Typisch deutsch:Fußgänger haben in München gute Überlebenschancen

Coronavirus  -  Kassel

Ein Zauberkasten für Fußgänger - allerdings in Coronazeiten nicht ganz ungefährlich.

(Foto: dpa)

In seiner Heimatstadt Lagos hingegen fühlte sich unser Autor früher unsicher auf der Straße. Hier hat er keine Angst mehr vor dem Verkehr - wegen der funktionierenden Ampeln.
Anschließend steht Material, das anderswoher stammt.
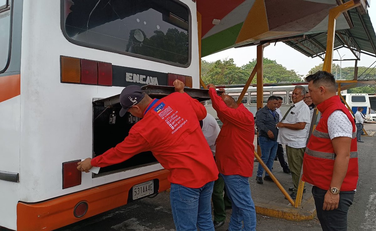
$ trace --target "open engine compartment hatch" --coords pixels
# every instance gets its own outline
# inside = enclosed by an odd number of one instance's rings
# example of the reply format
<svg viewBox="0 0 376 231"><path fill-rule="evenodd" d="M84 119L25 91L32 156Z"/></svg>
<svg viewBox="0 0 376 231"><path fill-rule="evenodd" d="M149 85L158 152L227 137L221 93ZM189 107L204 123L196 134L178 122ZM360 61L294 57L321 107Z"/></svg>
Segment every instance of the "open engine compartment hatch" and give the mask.
<svg viewBox="0 0 376 231"><path fill-rule="evenodd" d="M141 89L149 95L152 98L160 99L175 92L175 87L171 86L160 86L158 85L147 85L143 86ZM206 89L196 89L195 88L184 88L184 92L190 96L202 102L210 99L209 90ZM217 90L217 93L223 92ZM114 95L108 98L101 99L94 101L94 103L97 104L104 105L105 107L120 104L120 94Z"/></svg>
<svg viewBox="0 0 376 231"><path fill-rule="evenodd" d="M175 92L174 87L149 85L141 88L152 98L158 99ZM184 91L200 101L210 99L208 90L185 88ZM129 112L124 116L120 117L119 112L121 106L119 101L120 96L120 94L117 95L93 101L93 157L102 155L124 140L128 136L132 126L141 119L132 116ZM146 151L137 154L122 163L101 168L98 174L93 174L93 177L99 177L158 163L151 152Z"/></svg>

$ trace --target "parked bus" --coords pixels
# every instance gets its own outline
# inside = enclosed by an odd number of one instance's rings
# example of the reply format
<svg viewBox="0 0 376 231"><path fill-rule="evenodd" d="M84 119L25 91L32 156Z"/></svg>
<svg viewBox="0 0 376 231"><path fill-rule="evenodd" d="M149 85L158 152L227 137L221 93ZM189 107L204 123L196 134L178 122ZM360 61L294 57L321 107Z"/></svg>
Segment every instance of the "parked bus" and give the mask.
<svg viewBox="0 0 376 231"><path fill-rule="evenodd" d="M305 87L306 89L308 90L308 85L306 83L302 83L301 85ZM295 86L296 85L291 85L284 86L264 87L263 102L264 104L266 104L268 98L271 95L280 96L282 97L283 100L282 105L279 109L281 110L282 115L284 115L288 110L288 109L293 104L291 96L293 95L293 91L294 90ZM243 88L242 87L234 87L225 88L224 89L227 95L232 96L235 101L237 101ZM257 88L256 87L250 86L248 87L248 90L247 90L241 101L244 106L249 110L249 111L252 112L254 116L256 115L256 112L257 110L256 101L257 95ZM207 101L205 103L205 106L208 112L214 116L217 121L220 123L217 115L217 112L212 106L211 101Z"/></svg>
<svg viewBox="0 0 376 231"><path fill-rule="evenodd" d="M52 230L169 188L150 152L97 174L77 163L138 121L111 101L124 87L199 88L196 12L191 0L0 0L0 226Z"/></svg>
<svg viewBox="0 0 376 231"><path fill-rule="evenodd" d="M356 112L358 108L363 108L362 113L364 115L366 119L369 119L371 112L371 104L368 94L347 93L342 94L346 102L351 109L354 114Z"/></svg>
Kolumne von Olaleye Akintola

Der Fußgänger ist nicht zu beneiden, ist er doch das schwächste Wesen im Straßenverkehr. Mit der Erfindung des Smartphones wurde seine Position nicht gerade gestärkt. Im Gegenteil: Mit dem Telefon vor der Nase wurden für ihn auch Laternenmasten, Bananenschalen oder sonstige Hindernisse auf den Bürgersteigen dieser Welt zur Gefahr. Daran ist nicht zu rütteln. Und doch dürfen sich Münchens Fußgänger glücklich schätzen. Denn wer den Kopf oben hat und die Augen offen, hat hohe Chancen, den Fußmarsch durch diese Stadt verletzungsfrei zu bewältigen.

München lässt einen, in Zeiten ohne Beschränkungen, furchtlos durch die Stadt gehen. Wenn ein Auto auf einen zufährt, muss man in aller Regel nicht zur Seite springen. Um Crashs mit Radfahrern zu vermeiden, hilft es, den Kopf zu drehen, ehe man die Richtung wechselt. Hier regiert nicht das Chaos. Fußgängern wird es leicht gemacht, den Code des Überlebens zu entschlüsseln. Egal wie viele unterwegs sind, reihen sie sich wie Perlen in einer Kette, die den Abstand durch Knoten regelt. Dieser Tage sind die Knoten recht weit auseinander.

Als ich hier vor Jahren ankam, war es eine Wohltat zu sehen, wie Fußgänger sich durch die Straßen Münchens und all seine Autos bewegen. Wie zauberhafte Feen, denen keine Stoßstange der Welt etwas anhaben kann. Mir fiel gleich auf, dass sich die Fußgänger hier eine Kultur des Wartens angeeignet haben. Ganz selten hüpfen sie auf die Straße und schlängeln sich durch den laufenden Verkehr. Stattdessen drücken sie auf einen Kasten und warten auf ein Lichtsignal.

Die Ampelknöpfe Münchens: Eine bessere Krankenversicherung gibt es nicht. Dazu muss man wissen, dass ich in der Großstadt Lagos groß geworden bin, in einer Stadt, in der an die 25 Millionen Menschen leben - und sich weniger geordnet bewegen. Kinder müssen auf dem Weg zur Schule eskortiert werden. Erwachsene halten sich vorm Überqueren einer Straße bei den Händen, um eine starke Macht herzustellen, damit die Autos anhalten. In vielen Teilen der Stadt fehlen Ampeln, nicht wenige sind kaputt.

So müssen Fußgänger ihr Schicksal in die eigenen Hände nehmen. Nicht selten kommt es dann zum Crash, weswegen es in Nigeria den Begriff des Hit-and-Run-Vehicles gibt. In München ist es eher eine Stop-and-Wait-Mentalität. Wer sich nicht daran hält, zieht die neugierigen Augen der Polizei auf sich, die in diesen Tagen omnipräsent ist. Nur haben wir dank Corona ein Dilemma, wegen der gelben Box an der Fußgängerampel: In den Tagen, die von der Viruskrise bestimmt sind, sollte man vielleicht öffentliche Knöpfe lieber meiden.